Стоя перед грудой обгоревшего кирпича и обугленного дерева, глядя на глубокую воронку в земле, я не мог поверить, что вижу перед собой руины нашего дома. Словно драгоценную реликвию, подобрал я целехонькую связку чеснока. Вот полинявшие клочья одежды — не знаю, кто из братьев щеголял в ней, когда она была новая. Вот помятая медная кастрюля, искореженная и продырявленная огромной неведомой рукой. Вот пустая банка из-под мясных консервов. Я помню, как сам покупал эти консервы и потом во дворе дома вскрывал их, а братья смотрели на меня. Мать крикнула из окошка: «Ну, вскрыл наконец?» Меня охватила смертная, жгучая тоска. Ох, этот конец дня, медленное его умирание!
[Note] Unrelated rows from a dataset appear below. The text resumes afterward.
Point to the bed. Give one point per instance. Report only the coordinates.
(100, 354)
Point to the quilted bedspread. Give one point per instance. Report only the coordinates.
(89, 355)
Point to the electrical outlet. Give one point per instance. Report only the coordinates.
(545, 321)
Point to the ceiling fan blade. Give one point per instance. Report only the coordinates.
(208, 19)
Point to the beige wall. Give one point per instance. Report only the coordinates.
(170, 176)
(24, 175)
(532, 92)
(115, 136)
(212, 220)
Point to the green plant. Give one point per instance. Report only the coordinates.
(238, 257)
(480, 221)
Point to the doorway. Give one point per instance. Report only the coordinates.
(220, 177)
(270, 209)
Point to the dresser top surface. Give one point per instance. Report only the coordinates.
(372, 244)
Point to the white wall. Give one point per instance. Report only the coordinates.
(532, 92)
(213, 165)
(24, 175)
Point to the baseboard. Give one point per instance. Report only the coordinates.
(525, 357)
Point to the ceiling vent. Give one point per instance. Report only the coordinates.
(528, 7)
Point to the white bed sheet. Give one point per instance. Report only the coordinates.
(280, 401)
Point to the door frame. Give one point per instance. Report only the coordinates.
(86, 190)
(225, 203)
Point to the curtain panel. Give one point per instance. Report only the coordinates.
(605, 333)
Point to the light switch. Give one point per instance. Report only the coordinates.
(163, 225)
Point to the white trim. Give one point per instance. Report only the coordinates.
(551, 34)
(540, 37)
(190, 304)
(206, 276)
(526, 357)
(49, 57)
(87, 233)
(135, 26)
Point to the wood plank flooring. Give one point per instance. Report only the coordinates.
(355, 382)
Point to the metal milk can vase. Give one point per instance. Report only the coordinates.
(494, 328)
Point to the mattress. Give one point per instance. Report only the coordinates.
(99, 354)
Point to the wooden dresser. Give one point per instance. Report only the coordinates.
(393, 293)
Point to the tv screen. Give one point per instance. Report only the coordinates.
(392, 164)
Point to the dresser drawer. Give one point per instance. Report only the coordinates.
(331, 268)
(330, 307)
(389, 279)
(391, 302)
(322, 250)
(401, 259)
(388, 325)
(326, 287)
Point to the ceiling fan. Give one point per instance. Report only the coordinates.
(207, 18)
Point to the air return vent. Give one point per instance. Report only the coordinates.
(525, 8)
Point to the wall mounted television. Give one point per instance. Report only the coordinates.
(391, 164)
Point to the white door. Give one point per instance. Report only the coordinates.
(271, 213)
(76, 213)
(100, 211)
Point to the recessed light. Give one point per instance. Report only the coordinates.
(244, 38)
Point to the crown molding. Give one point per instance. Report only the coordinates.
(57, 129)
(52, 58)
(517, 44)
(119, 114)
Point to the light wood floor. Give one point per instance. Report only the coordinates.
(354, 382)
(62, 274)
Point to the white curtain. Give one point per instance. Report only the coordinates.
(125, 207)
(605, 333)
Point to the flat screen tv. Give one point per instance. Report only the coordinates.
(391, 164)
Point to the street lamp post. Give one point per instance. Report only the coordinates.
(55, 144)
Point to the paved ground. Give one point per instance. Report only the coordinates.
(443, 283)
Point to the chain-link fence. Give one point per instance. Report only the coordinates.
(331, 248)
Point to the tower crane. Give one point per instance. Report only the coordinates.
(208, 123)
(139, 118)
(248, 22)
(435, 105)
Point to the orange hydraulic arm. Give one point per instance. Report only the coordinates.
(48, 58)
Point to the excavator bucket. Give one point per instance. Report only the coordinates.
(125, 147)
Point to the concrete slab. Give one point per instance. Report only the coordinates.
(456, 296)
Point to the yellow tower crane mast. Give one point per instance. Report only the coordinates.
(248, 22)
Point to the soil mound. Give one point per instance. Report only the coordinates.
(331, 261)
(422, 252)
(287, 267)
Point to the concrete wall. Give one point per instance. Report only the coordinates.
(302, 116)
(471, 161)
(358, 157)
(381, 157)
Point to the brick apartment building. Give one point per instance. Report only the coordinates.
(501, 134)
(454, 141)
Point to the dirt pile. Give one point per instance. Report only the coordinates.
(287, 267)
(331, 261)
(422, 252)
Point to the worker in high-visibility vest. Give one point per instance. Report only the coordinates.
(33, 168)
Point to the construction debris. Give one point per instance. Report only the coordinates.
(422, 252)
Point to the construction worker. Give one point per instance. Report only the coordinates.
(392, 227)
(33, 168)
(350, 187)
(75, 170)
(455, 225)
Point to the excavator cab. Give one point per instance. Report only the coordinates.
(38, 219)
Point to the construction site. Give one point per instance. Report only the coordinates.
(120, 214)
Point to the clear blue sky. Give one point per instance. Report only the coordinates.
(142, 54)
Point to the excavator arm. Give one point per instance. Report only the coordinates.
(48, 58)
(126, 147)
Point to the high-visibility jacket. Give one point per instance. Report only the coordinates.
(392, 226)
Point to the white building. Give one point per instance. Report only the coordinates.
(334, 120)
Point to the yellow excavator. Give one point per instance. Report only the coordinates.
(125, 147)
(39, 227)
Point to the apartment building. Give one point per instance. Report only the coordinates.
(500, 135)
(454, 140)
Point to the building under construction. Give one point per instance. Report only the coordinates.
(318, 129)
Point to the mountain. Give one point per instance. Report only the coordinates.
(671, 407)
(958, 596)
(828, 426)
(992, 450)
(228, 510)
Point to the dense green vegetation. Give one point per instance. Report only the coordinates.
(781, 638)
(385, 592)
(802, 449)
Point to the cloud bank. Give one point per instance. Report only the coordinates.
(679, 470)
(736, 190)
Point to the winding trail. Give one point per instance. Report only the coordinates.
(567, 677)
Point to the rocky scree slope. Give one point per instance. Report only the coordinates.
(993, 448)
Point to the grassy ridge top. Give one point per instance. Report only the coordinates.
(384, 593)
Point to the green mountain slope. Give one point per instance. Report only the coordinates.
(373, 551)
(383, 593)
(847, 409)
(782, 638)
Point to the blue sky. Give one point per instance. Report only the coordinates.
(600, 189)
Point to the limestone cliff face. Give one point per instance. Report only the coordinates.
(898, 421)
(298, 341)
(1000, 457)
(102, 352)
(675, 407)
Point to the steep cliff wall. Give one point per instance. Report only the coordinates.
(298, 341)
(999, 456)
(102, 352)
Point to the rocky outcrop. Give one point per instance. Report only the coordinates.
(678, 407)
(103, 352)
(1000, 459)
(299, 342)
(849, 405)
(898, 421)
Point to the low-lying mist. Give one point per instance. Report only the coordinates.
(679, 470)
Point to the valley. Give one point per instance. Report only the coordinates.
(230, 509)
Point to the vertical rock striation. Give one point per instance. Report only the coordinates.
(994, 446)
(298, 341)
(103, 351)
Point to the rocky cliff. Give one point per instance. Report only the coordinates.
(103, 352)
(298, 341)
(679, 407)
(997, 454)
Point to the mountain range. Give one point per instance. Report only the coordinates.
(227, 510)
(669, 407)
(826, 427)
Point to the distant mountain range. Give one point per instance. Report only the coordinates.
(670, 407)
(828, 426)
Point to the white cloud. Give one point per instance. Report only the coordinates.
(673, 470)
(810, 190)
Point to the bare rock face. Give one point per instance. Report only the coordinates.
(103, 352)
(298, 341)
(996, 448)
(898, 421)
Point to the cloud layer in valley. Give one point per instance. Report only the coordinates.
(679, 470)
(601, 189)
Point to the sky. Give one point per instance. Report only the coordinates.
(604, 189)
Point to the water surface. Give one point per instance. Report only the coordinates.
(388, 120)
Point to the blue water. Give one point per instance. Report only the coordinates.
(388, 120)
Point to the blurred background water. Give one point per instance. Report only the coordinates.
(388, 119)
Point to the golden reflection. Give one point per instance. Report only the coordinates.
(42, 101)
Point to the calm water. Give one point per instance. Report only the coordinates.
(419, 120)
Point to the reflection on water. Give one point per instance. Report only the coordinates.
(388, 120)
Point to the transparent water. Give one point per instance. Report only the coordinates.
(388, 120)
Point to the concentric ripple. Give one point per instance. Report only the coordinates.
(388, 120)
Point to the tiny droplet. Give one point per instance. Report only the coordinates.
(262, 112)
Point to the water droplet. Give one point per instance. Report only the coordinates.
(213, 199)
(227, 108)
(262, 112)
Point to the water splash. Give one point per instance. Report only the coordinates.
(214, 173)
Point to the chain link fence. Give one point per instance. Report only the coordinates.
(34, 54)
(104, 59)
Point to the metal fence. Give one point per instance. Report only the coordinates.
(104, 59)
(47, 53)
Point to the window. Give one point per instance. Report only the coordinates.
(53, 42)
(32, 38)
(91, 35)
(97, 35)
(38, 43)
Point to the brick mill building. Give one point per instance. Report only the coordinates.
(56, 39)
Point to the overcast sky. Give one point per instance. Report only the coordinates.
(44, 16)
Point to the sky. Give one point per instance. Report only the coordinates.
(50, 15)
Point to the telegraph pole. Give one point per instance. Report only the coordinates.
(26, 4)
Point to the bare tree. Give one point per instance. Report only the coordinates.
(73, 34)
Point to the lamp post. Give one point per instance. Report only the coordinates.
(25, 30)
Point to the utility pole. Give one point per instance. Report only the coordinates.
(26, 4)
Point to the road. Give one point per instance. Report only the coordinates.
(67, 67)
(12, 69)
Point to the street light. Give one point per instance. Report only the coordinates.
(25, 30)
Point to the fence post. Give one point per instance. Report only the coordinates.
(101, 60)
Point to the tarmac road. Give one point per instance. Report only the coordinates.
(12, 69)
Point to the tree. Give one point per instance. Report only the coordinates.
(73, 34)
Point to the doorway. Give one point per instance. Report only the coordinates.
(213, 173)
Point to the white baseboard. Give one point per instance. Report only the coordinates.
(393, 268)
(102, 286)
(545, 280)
Вдруг офицер что-то сказал, словно прогудел, как самолет на бреющем полете. Я вскипел. Воскликнул с негодованием: «Я Мустафа Абуль Касем, учитель начальной школы в деревне Кяфр-Амер, провинции Суэц». А чтобы он поверил мне, понял, что я не лгу и даже не помышляю о лжи, я достал свое удостоверение, членскую книжку профсоюза учителей и проездной железнодорожный билет. Он не взглянул на документы, а просто сказал: «Ладно». Я понял, что он требует изложить ему суть дела. Я все рассказал вкратце. В половине десятого погибли моя мать, сестра и пятеро братьев.
Офицер молча шевелил пальцами. Потом, не глядя на меня и словно не замечая Абд аль-Монейма, спросил: «Где и когда?» Я ответил: «Их убила израильская ракета «Земля-земля» утром во время завтрака третьего августа семидесятого года». Он взял мое удостоверение, стал его внимательно рассматривать. За окном быстро меркнул бледный, печальный лик уходящего дня. Я сказал, что пришел к нему не из-за этого. Я пришел с жалобой на врача государственной клиники. Слегка склонив голову, он спросил, остались ли еще там феллахи. Я ответил, что остались в деревнях вокруг Исаилии и у нас, в Суэце. Он спросил, почему они не эвакуировались. Я ответил, что землю нужно обрабатывать, что каждый кормится со своего участка, что почва в Суэце солончаковая и если ее хоть на месяц оставить без присмотра, она зарастет тростником, а тогда нелегко будет вновь ее культивировать. Он сказал: «Это же глупо, оставаться там, где грозит гибель». Что можно ответить на такие слова? Я молчал. Я представил себе братьев, спешащих из дому в поле, мать, присевшую на обочине дороги, чтобы вытащить мелкую колючку, впившуюся в ногу. Я приезжал к ним в отпуск вместе с другими братьями, которые учились в разных школах. Мать выходила нам навстречу. На подбородке у нее была зеленая татуировка, поблекшая за долгую жизнь.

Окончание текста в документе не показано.